Did you know that a restaurant cannot call mozzarella sticks ‘mozzarella sticks’ unless they contain actual mozzarella. Otherwise, they’re just ‘cheese sticks.’ I heard that from someone and I have no idea if it’s true. I mean, it’s like the whole ‘chicken wings’ vs. ‘chicken wyngz’ controversy. Anyway, iHOP serves ‘Mozza Sticks’ so I have absolutely no idea what to make of that.
Every Wednesday evening, a group of dedicated writers of all experiences, gather in a small community building at a local park and workshop their writing. I have been attending this workshop for the last five years or so. I cannot begin to tell you how much this group and this process have helped me grow as a writer. I recommend workshopping to every writer, no matter what level of “success” you’ve reached, no matter how many books you’ve written, no matter how many rejections you’ve received. (I’ve come to redefine success for myself, but that’s a whole other blog post.)
Anyway, about Mozzarella Sticks... Oftentimes, after workshop, some of the members go to a local iHOP to eat and discuss writing, life, and bad B movies. And nine times out of ten, mozzarella sticks, I’m sorry, Mozza Sticks ™ are ordered for the table by a generous workshop member. This is where conversation becomes less formal… way, way less formal. We’re just, dare I say, friends, colleagues, weirdos united by a common passion and lacking other people to talk to about this thing that we’re really, really excited about.
Some of the absolute best advice I’ve received about my own writing and writing career has been delved out over fried cheese and stacks of pancakes and coffee on sticky tables and in a back corner of an iHOP at midnight.
At that hour, the place is pretty slow. The employees are rolling silverware for the next morning, the people working nightshifts are taking a meal break, the weary college student is hunched over a laptop in a booth trying to finish an assignment. And we’re cackling like idiots over things that only make sense in the moment.
That’s my favorite kind of conversation, the kind that only exists by chance, that doesn’t carry much weight or importance in the real world, but means everything at the time.

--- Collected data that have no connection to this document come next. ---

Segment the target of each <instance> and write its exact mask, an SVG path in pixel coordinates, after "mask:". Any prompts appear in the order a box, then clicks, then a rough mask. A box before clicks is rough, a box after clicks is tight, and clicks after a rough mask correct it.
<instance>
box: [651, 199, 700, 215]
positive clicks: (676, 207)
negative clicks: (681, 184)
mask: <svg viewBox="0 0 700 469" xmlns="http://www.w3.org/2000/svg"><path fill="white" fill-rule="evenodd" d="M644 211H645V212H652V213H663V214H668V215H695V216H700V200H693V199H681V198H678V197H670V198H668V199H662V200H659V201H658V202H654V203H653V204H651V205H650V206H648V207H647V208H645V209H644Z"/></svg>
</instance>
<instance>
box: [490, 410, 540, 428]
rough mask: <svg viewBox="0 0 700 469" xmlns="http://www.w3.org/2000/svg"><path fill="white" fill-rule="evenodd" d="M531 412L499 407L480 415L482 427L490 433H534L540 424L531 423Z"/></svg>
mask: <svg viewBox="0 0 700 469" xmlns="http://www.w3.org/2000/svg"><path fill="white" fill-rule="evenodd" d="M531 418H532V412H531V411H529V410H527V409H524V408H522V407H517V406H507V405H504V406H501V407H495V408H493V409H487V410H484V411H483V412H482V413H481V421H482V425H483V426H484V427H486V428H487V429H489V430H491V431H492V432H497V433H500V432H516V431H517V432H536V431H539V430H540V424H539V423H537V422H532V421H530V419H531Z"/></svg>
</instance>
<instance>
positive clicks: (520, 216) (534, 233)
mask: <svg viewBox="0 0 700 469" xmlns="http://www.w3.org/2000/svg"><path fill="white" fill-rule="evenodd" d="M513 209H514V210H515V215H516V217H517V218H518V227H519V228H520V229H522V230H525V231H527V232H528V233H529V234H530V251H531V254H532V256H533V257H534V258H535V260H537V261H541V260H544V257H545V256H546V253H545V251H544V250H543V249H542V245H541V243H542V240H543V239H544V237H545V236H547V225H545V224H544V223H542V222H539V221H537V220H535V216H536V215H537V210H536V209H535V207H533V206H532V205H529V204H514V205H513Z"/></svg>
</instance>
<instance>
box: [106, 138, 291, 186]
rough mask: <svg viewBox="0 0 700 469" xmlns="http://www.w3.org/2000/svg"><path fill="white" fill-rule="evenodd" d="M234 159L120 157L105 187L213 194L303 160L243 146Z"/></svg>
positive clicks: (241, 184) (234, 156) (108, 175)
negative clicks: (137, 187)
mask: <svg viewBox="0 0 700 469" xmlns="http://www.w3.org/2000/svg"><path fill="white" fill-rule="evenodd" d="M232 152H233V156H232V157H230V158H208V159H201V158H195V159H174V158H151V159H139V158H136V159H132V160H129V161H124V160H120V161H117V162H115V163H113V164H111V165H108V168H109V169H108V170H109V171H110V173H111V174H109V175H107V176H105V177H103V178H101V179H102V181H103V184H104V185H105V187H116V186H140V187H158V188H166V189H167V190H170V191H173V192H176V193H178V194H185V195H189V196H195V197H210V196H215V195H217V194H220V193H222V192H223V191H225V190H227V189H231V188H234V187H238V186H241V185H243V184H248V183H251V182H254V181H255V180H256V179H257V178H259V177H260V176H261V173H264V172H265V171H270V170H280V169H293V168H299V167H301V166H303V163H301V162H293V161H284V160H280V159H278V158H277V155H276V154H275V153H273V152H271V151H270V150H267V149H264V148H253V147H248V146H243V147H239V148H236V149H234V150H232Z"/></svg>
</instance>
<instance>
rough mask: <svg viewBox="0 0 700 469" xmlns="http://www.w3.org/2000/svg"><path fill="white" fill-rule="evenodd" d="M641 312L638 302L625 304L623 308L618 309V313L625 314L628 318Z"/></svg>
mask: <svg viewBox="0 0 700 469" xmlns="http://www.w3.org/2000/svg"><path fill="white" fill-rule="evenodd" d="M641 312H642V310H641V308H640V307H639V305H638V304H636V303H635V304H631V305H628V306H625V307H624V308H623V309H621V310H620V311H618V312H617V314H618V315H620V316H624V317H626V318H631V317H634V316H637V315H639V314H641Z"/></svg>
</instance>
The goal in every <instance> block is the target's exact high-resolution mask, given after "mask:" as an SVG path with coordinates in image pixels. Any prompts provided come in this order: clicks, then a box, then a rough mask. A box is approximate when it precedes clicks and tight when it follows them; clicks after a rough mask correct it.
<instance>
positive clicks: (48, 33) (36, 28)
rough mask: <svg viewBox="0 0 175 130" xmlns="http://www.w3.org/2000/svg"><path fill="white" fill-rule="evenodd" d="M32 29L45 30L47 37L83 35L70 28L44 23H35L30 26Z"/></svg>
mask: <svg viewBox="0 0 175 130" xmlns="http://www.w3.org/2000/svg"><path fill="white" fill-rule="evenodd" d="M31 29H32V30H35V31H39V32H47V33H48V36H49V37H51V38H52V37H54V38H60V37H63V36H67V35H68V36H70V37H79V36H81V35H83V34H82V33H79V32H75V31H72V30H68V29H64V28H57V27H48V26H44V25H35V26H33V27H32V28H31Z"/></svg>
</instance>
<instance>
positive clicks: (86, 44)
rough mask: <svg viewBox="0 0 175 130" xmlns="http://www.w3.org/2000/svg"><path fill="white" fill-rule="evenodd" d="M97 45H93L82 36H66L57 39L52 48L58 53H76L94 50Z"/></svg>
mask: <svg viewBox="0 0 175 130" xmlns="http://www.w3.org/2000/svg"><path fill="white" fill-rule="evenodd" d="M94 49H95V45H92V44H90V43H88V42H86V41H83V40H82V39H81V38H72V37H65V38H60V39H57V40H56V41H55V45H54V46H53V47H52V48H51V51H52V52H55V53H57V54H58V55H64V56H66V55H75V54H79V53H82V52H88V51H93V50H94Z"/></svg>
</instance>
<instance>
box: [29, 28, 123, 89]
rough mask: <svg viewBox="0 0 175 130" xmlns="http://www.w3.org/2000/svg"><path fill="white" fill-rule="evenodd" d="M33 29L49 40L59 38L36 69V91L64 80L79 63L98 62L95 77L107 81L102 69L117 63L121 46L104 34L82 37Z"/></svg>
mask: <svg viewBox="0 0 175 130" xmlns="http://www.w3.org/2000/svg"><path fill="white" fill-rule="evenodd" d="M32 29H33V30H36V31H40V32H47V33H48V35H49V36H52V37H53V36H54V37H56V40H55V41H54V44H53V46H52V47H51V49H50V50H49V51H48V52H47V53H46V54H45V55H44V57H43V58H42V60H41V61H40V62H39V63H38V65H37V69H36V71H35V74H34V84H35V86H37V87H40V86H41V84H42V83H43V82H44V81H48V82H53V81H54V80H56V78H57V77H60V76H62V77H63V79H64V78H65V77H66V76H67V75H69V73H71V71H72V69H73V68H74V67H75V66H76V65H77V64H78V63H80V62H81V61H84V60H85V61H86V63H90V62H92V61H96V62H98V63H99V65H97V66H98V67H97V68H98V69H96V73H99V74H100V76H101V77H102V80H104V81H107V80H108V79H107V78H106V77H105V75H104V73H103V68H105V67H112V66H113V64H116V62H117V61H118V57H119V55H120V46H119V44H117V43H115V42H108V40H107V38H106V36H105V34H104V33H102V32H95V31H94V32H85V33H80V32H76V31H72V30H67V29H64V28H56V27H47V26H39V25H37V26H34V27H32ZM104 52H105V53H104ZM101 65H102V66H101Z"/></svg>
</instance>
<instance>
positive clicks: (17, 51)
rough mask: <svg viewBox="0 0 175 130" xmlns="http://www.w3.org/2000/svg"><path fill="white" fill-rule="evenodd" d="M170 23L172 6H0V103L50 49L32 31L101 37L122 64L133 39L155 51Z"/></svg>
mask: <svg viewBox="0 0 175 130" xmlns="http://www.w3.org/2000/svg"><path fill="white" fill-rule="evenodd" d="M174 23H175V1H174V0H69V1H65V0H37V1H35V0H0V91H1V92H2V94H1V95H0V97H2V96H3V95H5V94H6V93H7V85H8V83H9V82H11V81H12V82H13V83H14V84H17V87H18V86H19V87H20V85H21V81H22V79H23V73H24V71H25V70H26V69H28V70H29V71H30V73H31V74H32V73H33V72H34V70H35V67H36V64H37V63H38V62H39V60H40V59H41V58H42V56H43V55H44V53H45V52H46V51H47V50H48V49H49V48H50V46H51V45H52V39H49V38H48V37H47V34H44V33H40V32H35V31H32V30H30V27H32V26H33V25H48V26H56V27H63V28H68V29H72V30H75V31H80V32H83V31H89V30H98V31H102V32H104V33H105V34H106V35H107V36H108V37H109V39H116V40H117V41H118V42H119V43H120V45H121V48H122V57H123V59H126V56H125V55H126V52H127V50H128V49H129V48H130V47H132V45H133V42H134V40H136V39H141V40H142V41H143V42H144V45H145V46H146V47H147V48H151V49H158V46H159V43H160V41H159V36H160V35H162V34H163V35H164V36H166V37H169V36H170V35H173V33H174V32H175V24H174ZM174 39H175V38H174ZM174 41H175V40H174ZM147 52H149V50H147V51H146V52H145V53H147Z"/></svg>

You see, workshop is where the writing advice gets hashed out, the critique is given, the methods and craft are discussed in a more academic way. iHOP is where I find reasons to keep writing.
Now I’m getting too sentimental. Ack! Gross! It’s not like that. Not much of what is discussed is of any consequence at all. But the community it builds is everything.
I’ve said it before and I’ll say it again: If you want to be a writer, a good writer, get you some people who a) also write b) tell you the truth c) like hanging out with you. It’s fairly simple to get people, the main requirement—don’t be an asshole. Truly. That’s it. Most people like hanging out with nice people.
People don’t like hanging out with people who:
1.Are overly critical
2.Are smug or arrogant
3.Who only want to talk about themselves or their own writing
4.Who lack basic manners
The writing community is a special group of people and it’s hard to scare us off. Believe me… you’re not too weird, too nerdy, too shy, too open, too anything for fellow writers to bring you into the fold.
Yes, I do see how this is starting to sound like a cult. I mean, I wrote a book about a cult and this is definitely not a cult ;)
It’s important to have places where your writing is taken very seriously, like a workshop—and it’s equally important to have a place where your writing is on the back-burner and you, as a writer, as a human being, don’t take yourself too seriously at all. It’s okay to let your book ideas simmer over a plate of fried cheese and good conversation.